David Drucker of the Washington Examiner explores never-Trump Republicans’ approach to a possible presidential matchup between their chief antagonist and socialist Bernie Sanders.

The rise of socialist Bernie Sanders is frustrating Never Trump Republicans who are hoping the Democratic Party nominates a consensus, center-left presidential candidate they are comfortable supporting in November. If Sanders is the Democratic nominee, many will sit out the election and be deprived of the opportunity of voting against President Trump, they said.

Sanders is surging days before the Iowa caucuses and a couple of weeks before the New Hampshire primary, leaving Republican operatives avowedly opposed to Trump worried and perplexed. Most are convinced swing voters in key battlegrounds would reject Sanders, paving the way for Trump’s reelection. They are also convinced the Vermont senator, 78, is simply too liberal to earn their vote.
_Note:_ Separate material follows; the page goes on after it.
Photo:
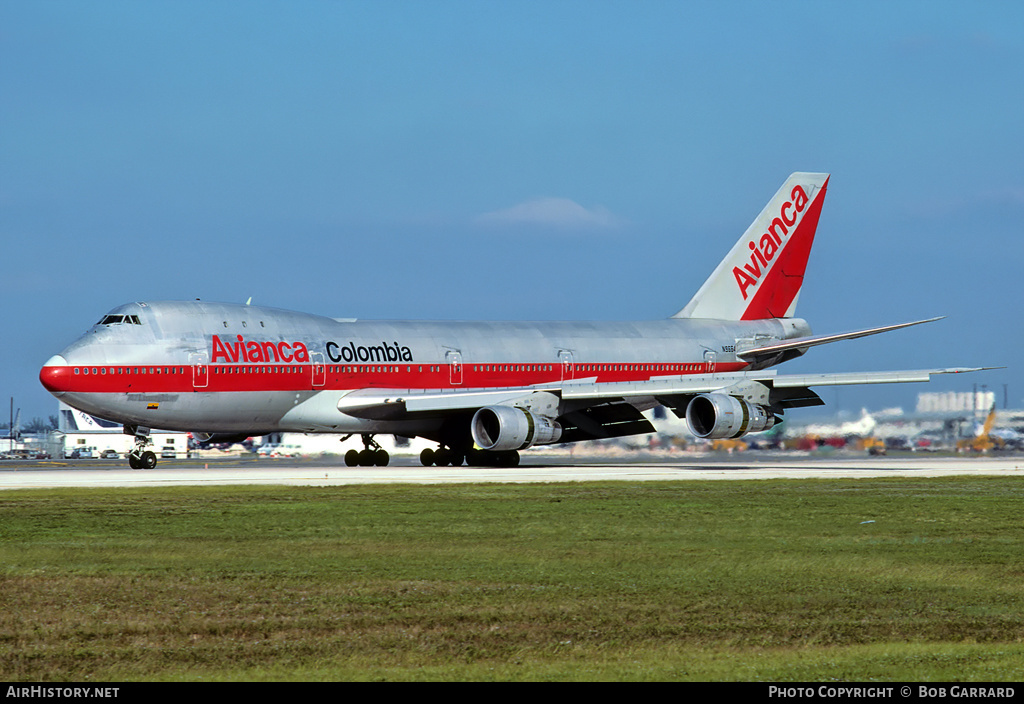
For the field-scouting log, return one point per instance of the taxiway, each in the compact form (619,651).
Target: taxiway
(326,472)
With a Sanders nomination, Never Trump Republicans are unsure of what comes next.

“I don’t know where the anti-Trump movement goes from there,” said Jennifer Horn, a Never Trump Republican and former New Hampshire GOP chairwoman who is affiliated with the Lincoln Project, a group of anti-Trump Republicans who have pressured GOP senators to support impeachment.

“It’s a really tough question,” added political strategist Sarah Longwell, a Never Trump Republican at the center of an unsuccessful effort to recruit a formidable candidate to challenge the president in the 2020 GOP primary.

Anti-Trump Republicans are holding out hope for 77-year-old Joe Biden.

The former vice president is a Democrat they can embrace, they said: liberal, but not too far left, and moderate in tone.